Yirrkala in Arnhem Land has a lively, innovative school that teaches children
in both the local languages and English. Bathurst Island has a program
to ensure that by the year 2010 there will be a local person educated
and trained for every job on the island, whether in education, health,

Reconciliation requires
that we address these and other basic life issues for indigenous people,
the issues that Mick Dodson listed: safe running water and food, a house,
a school, a doctor, a job. It is a present need, not just an historical
one.

OUR NEED FOR RECONCILIATION

When I speak about
past treatment and present disadvantage, you might think that I consider
that only indigenous Australians need reconciliation. The truth, however,
is that we all need it, our nation needs it. The Governor General, Sir
William Deane, put it most clearly when he said that without reconciliation
we are diminished as a nation. That's why the events of this weekend are
significant for all of us.

The weekend will
not be a celebration of reconciliation achieved.

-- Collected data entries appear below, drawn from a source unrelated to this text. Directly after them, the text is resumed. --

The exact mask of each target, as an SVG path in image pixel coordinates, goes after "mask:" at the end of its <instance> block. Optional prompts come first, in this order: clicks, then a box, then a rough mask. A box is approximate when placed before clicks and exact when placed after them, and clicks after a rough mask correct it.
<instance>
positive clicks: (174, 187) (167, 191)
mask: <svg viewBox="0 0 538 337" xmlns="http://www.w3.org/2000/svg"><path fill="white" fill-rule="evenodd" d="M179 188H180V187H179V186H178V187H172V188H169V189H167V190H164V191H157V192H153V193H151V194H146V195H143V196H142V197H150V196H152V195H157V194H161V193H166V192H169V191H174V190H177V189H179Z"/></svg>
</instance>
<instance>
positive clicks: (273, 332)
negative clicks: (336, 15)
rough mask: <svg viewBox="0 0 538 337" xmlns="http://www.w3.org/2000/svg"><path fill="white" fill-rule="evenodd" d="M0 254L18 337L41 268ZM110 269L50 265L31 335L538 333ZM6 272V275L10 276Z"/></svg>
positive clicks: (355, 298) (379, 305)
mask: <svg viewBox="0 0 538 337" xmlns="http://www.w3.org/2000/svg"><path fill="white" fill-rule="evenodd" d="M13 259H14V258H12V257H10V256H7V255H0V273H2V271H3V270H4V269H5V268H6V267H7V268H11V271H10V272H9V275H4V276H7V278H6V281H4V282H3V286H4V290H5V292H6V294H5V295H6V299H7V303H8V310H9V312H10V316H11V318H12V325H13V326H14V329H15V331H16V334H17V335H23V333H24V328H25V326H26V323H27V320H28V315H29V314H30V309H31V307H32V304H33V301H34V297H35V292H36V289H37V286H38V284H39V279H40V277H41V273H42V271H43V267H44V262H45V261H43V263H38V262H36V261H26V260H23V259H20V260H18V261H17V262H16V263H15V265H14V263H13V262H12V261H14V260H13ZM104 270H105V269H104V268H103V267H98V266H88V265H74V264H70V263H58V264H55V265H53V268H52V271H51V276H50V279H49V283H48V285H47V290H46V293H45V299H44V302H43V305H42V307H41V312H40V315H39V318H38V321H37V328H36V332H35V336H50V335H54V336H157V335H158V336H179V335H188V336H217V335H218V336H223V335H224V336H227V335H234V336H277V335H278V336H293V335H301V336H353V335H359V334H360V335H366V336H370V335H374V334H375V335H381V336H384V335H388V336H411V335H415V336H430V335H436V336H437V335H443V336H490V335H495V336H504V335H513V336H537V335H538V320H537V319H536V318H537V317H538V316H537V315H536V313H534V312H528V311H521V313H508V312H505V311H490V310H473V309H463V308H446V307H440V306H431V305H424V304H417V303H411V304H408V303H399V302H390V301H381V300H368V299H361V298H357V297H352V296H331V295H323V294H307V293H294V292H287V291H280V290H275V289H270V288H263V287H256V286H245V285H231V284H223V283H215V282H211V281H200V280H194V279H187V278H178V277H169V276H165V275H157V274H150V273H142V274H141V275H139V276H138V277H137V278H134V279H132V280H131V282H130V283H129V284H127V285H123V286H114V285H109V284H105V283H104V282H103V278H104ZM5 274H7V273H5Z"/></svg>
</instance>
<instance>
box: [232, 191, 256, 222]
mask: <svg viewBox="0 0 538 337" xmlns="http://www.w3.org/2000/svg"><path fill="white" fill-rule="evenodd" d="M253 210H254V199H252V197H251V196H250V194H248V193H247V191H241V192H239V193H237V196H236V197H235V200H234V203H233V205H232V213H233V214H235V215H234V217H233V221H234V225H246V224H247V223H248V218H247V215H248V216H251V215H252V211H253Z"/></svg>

Maybe that was always
too ambitious a goal but I think it could have been accomplished. Unfortunately
it hasn't been. The failure of national political leadership has left
reconciliation out of reach, still beyond us. The statement that the Council
for Aboriginal Reconciliation will deliver the nation on Saturday will
not be a statement of reconciliation but a statement towards reconciliation.
It will not have the unequivocal support of the Prime Minister or his
government.

For me now that is
a deep disappointment but perhaps in years to come, in retrospect, we
will see that as a good thing. The failure of political leadership has
forced the cause to be taken up by ordinary people in cities, suburbs
and towns across the country. That is happening. There are 369 local reconciliation
groups registered with the Council for Aboriginal Reconciliation. There
are over 200 local groups that are part of the network of Australians
for Native Title and Reconciliation. There are regional and local coalitions
to promote the development and well being of whole communities. In the
Barwon-Darling Valley in north west New South Wales, all the local councils,
cotton growers, farmers organisations, tourism groups and Aboriginal organisations
have formed a regional development alliance. In Cape York in far north
Queensland the graziers, miners, tourism groups and local governments
have negotiated a regional development and land use agreement with the
indigenous communities. Reconciliation is happening already on the ground
in many parts of Australia and it must continue.

That is, in my opinion,
why the walk across the bridge on Sunday will be the most important event
of the weekend. It will be the occasion when we can show that we are committed
to healing the divisions, to building a united Australia based on justice,
equality and respect.

Our nation then needs
the commitment of each of us to this cause. Our future depends on it.
We are diminished without it. That's the challenge you face as new graduates.
What contribution can you make, as doctors and as citizens? What contribution
will you make? What about your families and friends? Your teachers and
others here this morning?

Though we cannot
be held personally responsible for what was done in the past, we are responsible,
and history will judge us, for what we do or fail to do in our own time,
with the opportunities and privileges given to us by our education and
position.

Chancellor, ladies
and gentlemen, I hope I run into you on the bridge on Sunday.